1820 waren der Gutsherrschaft 63 Anspänner und 18 Handbauern lehnspflichtigt. Der Fuhrdienst der Anspänner war zweispännig zu leisten. Hand- und Spanndienste waren als voller Tag mit Arbeitsbeginn früh 6 Uhr bis zum Arbeitsende abends 6 Uhr zu leisten.

Die Bewohner nährten sich im Übrigen als Tagelöhner in den Gutsforsten sowie von Klöppelei und Spinnerei. 

Das Rittergut bewirtschaftete seine hervorragenden Waldungen mit Schwarzholz und auch stellenweisem Buchenbestand, betrieb das Schlossvorwerk und die beiden kleineren Vorwerke Hohndorf und Grüna (Grühnau) und damit verbunden Schäferei.

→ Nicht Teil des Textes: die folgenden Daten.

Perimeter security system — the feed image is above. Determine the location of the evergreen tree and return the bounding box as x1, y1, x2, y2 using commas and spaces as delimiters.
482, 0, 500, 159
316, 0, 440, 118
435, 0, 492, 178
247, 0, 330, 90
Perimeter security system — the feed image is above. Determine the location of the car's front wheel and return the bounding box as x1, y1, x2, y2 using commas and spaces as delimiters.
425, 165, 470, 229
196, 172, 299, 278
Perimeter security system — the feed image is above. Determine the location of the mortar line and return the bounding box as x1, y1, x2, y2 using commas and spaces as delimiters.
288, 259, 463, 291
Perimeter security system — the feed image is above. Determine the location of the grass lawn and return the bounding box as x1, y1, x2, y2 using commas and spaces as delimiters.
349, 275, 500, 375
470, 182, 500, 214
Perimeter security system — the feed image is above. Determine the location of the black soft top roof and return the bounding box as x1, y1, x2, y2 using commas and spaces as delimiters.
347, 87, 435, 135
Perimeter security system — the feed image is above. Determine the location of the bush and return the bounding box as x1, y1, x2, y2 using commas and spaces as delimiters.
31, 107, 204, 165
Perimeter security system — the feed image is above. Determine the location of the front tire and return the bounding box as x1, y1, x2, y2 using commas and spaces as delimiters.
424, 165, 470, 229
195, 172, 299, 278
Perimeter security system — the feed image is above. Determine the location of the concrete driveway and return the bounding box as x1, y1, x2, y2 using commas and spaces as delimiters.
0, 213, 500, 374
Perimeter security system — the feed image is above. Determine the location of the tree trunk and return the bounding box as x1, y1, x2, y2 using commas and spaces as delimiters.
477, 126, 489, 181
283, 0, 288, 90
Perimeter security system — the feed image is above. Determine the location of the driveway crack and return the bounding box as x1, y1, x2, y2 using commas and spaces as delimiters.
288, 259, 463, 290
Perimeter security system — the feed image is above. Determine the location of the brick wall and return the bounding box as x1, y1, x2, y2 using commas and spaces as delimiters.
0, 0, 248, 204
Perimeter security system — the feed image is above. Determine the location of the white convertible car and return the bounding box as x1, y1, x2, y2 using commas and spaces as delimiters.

1825 wird von einer bedeutenden Brauerei gesprochen, die sich zu dieser Zeit im Vorwerk Scharfenstein befand. 

Das Burgschloss bestand damals aus den wenigen Ruinen einer uralten Burg und Gebäuden, welche damals ein Alter von 200 bis 300 Jahren aufwiesen und um 1825 umfassend zur Zeit der Wohnsitznahme von Johann August von Einsiedel renoviert wurden. Zwei Hauptgebäude und ein Flügel wiesen zumeist 3 Etagen auf und waren mit Schiefer gedeckt. Die Schlosskapelle bestand nach wie vor. Auf dem  nördlichen Flügel befand sich ein kleines Türmchen mit einer Schlaguhr. Bemerkenswert waren zahlreiche Tropfsteinzapfen in einem Seitengebäude. Ein Teil des Bergabhanges war in einen Garten umgewandelt und teilweise terrassiert worden.

Quellen und Literatur:

Archivforschungen

Pietzonka, Johannes: Der Wildschütz Karl Stülpner - Legende und Wirklichkeit, Leipzig 1998 (2. Auflage).

Reetz, Johannes : Geschichte und Geschehen in der Kirchgemeinde Großolbersdorf, Eigenverlag 1930.

Schumann, August: Vollständiges Staats-, Post und Zeitungslexikon von Sachsen pp. Zwischau 1825, Bd. 10, S. 229-234. 

Schröder, Albert: Burgen und Schlösser im oberen Zschopautal, Dresden 1932.

Unger, Roland (Hrsg.): F. v. S., Carl Stülpner ein berüchtigter Wildschütz im sächsischen Erzgebirge. Die erste Stülpnerbiographie, aufgezeichnet von Friedrich von Sydow. H & F Verlag Scheibenberg 1998.